ICTs and connectivity may also change the dynamics of the conditions for duress. In conflicts, rebels and governments/the military are profiting from the new possibilities for communicating in organizations and in information. The diaspora is gaining a new role in Africa’s wars, and conflict and practices of repression are undergoing considerable transformation. Efficiency, increasing bodies of information and the in- and/or exclusion of people from a wide geographical space are some core elements to be considered here. It is clear that these are progressively evolving developments that need a specific ethnographic understanding.S1240004(1)
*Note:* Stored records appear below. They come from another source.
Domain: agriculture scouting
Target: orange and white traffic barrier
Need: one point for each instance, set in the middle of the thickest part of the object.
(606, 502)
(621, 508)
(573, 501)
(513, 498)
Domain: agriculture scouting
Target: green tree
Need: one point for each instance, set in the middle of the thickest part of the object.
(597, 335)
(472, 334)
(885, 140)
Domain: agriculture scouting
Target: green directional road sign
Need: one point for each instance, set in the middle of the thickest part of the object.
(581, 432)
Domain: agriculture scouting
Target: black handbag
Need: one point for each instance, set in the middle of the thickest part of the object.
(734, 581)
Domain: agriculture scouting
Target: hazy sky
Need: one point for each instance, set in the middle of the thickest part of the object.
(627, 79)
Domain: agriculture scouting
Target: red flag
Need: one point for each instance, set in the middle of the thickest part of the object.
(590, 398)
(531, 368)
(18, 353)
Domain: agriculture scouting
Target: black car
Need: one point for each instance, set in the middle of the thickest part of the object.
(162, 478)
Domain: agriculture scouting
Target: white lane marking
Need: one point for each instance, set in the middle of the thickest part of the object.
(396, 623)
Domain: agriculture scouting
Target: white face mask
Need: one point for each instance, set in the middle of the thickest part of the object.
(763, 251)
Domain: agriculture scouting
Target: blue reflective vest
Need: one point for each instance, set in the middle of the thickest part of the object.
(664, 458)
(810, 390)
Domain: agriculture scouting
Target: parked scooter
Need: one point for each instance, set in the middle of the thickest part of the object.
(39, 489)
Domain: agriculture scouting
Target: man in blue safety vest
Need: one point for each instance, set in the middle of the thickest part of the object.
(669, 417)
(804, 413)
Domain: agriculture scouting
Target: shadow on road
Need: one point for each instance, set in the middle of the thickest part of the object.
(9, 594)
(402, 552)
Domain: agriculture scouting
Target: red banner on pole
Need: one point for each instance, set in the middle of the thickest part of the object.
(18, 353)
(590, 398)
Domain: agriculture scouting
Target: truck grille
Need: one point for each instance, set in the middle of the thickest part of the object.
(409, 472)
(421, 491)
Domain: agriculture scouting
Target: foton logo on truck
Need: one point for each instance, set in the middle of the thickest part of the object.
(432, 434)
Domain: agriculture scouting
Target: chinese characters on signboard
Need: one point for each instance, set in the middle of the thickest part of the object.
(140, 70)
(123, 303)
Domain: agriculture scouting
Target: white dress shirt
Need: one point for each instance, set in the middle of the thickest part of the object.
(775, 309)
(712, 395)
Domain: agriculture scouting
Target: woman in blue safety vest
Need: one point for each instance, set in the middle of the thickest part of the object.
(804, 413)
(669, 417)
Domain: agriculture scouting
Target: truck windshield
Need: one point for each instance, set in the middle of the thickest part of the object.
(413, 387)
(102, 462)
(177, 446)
Such subtle dialectic dynamics of change or reorganization can only be understood with diachronic ethnographic research that results in biographies of individuals, social groups and institutions. The principal actors in our research are the young people who have been at the forefront of the process of (non)appropriation of ICTs in their lives. What will their (dis)connected actions be in reaction to the politically oppressive or violent systems they are increasingly becoming aware off? In this program, we are combining different methods: (alternative) archives, digital methods, visuals, intensive collaboration, interviews and ethnography.

The research program is still in its early stages: PhD and MA projects have been set up and the students are working in their respective regions. For more information on these, go to: www.connecting-in-times-of-duress.nl

 

Mirjam de Bruijn, Leiden University (m.e.de.bruijn@hum.leidenuniv.nl)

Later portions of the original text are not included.